Relations
Supported from v4.0
Indexing and searching relations will be supported from BlackLab 4.0 (and current development snapshots).
BlackLab can index relations (such as dependency relations), allowing for a whole new class of queries on your corpus.
Indexing relations can be done using the built-in conll-u
DocIndexer, or by implementing your own DocIndexer, but the
recommended way is to index from XML input files using standoffAnnotations
.
<doc>
<s xml:id="s1">
<w xml:id="w1">I</w>
<w xml:id="w2">support</w>
<w xml:id="w3">the</w>
<w join="right" xml:id="w4">amendment</w>
<pc xml:id="w5">.</pc>
<linkGrp targFunc="head argument" type="UD-SYN">
<link ana="ud-syn:nsubj" target="#w2 #w1"/>
<link ana="ud-syn:root" target="#s1 #w2"/>
<link ana="ud-syn:det" target="#w4 #w3"/>
<link ana="ud-syn:obj" target="#w2 #w4"/>
<link ana="ud-syn:punct" target="#w2 #w5"/>
</linkGrp>
</s>
</doc>
You can use this configuration:
documentPath: //doc
processor: saxon # required to index relations
namespaces:
xml: http://www.w3.org/XML/1998/namespace
annotatedFields:
contents:
# Both <w/> and <pc/> tags should be indexed as separate token positions
wordPath: .//w|.//pc
# If specified, the token position for each id will be saved,
# so you can index standoff annotations referring to this id later.
tokenIdPath: "@xml:id"
annotations:
- name: word # First annotation becomes the main annotation
valuePath: .
sensitivity: sensitive_insensitive
standoffAnnotations:
- path: .//linkGrp[@targFunc='head argument']/link
type: relation
relationClass: dep # the class of relation we're indexing here
valuePath: "replace(@ana, 'ud-syn:', '')" # relation type
# Note that we make sure the root relation is indexed without a source,
# which is required in BlackLab.
sourcePath: "if (./@ana = 'ud-syn:root') then '' else replace(./@target, '^#(.+) .+$', '$1')"
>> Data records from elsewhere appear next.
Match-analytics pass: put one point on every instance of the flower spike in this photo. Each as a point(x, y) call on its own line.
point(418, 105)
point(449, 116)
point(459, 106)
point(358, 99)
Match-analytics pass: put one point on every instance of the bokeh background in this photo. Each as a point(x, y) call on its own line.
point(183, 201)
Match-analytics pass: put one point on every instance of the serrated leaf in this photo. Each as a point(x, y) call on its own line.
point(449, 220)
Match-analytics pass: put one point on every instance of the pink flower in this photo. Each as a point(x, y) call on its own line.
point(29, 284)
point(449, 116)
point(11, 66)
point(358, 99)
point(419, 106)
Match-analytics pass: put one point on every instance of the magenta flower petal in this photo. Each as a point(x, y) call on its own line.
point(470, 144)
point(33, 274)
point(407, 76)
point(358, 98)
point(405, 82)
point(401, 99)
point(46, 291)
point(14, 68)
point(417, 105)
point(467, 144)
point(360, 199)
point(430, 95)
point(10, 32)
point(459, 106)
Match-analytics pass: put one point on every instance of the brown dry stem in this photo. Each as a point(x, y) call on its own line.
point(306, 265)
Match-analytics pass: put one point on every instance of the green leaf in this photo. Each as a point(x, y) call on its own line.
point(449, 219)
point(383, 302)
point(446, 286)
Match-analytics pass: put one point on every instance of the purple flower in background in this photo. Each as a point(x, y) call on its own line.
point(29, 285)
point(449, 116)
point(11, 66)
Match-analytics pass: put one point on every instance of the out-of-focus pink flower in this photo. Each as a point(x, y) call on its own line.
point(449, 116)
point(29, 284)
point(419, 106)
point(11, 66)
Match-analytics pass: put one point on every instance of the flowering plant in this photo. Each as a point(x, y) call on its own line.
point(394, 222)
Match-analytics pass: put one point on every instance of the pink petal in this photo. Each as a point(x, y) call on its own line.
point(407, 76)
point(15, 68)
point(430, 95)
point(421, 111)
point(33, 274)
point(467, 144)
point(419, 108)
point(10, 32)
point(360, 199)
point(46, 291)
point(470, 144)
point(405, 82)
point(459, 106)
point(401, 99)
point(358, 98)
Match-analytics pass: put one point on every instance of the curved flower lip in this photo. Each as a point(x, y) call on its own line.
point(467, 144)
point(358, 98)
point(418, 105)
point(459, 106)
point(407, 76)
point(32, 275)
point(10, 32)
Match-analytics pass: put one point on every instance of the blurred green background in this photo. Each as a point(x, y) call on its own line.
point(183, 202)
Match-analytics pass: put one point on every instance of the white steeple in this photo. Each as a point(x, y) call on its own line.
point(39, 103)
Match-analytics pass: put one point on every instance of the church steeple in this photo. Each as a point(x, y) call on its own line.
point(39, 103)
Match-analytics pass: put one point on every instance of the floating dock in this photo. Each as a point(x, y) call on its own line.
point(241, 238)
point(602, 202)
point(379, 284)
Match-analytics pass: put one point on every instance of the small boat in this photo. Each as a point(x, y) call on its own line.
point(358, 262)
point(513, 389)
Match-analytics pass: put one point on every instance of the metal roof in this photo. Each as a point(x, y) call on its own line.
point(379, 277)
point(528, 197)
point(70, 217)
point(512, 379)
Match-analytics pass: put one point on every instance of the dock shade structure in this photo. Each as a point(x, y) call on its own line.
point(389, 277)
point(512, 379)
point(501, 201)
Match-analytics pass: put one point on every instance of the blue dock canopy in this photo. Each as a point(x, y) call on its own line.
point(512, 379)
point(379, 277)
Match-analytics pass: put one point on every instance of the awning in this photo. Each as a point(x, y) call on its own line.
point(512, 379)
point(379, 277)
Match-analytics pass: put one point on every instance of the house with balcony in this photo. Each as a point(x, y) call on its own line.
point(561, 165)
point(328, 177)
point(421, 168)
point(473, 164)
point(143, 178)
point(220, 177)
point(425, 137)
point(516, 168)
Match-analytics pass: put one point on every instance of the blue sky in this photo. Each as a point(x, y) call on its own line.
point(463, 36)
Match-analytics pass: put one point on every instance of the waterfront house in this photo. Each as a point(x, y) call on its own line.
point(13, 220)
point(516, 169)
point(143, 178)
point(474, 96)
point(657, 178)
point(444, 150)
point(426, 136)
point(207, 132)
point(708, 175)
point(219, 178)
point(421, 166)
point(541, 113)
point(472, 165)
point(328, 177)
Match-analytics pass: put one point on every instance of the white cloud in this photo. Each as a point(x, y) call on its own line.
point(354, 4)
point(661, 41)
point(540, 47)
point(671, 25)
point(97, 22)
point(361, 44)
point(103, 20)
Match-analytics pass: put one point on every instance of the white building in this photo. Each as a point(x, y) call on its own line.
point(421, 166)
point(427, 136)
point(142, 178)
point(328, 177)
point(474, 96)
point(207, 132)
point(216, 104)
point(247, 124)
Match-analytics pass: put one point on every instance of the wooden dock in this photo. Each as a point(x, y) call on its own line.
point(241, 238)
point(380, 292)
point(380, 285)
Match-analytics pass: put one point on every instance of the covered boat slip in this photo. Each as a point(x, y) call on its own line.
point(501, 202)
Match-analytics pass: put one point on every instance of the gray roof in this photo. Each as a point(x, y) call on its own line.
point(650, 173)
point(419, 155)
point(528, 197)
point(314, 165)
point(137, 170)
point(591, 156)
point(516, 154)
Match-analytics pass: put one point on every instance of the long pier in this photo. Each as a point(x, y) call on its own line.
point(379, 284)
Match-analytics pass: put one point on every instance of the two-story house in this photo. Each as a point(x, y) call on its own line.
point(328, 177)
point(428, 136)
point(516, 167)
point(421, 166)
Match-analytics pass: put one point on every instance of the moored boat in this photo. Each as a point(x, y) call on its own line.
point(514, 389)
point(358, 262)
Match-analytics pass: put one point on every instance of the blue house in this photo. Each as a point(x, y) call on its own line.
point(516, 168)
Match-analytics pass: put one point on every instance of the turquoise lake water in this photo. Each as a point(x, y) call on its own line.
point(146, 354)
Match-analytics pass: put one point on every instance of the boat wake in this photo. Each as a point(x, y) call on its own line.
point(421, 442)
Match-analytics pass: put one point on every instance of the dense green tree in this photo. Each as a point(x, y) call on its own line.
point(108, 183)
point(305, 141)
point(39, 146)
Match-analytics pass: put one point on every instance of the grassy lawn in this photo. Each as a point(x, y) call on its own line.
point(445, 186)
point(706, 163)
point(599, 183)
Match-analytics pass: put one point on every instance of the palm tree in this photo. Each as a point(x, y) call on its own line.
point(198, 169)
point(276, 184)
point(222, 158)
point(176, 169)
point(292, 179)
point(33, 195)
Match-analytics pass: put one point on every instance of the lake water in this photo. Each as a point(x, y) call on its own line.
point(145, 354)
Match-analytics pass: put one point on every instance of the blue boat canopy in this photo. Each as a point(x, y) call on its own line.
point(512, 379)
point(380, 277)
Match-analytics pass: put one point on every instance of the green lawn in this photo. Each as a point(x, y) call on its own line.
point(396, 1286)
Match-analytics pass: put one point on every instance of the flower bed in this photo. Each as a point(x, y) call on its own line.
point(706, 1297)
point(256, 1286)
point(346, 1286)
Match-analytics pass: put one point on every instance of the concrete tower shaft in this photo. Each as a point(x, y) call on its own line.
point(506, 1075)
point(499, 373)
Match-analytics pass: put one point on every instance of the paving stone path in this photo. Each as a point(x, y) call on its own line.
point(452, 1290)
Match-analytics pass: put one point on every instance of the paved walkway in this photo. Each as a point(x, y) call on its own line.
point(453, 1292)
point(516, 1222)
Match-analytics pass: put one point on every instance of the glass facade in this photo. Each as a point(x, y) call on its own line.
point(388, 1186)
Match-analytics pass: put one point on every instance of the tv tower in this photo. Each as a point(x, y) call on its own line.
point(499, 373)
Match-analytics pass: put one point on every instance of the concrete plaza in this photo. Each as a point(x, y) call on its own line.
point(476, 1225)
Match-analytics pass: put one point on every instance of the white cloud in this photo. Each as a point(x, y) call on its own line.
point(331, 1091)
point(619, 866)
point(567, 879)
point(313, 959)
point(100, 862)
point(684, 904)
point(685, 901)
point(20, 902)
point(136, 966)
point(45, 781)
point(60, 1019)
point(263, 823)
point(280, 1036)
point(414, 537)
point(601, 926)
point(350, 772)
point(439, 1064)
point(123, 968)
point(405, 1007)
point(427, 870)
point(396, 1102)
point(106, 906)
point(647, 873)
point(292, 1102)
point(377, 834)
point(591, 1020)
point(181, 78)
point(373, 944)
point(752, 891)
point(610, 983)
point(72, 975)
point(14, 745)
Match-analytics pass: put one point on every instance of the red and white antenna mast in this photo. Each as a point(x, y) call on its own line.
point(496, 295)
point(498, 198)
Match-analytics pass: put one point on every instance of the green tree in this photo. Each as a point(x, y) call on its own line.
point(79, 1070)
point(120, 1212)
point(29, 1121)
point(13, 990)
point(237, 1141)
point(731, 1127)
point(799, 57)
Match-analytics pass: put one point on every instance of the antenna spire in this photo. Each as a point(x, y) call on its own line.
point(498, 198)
targetPath: "replace(./@target, '^.+ #(.+)$', '$1')"
The above would allow you to search for _ -nsubj-> "I"
to find "I support", with the relation information captured. See Relations querying.
A note about the relationClass
setting: you should declare the type of relation you're indexing here, using a short (i.e. 3-letter) code. By convention, dependency relations should use dep
. BlackLab Frontend can use this information to display relations in a more user-friendly way, i.e. referring to the head and dependent of the dependency relation instead of the more generic source and target.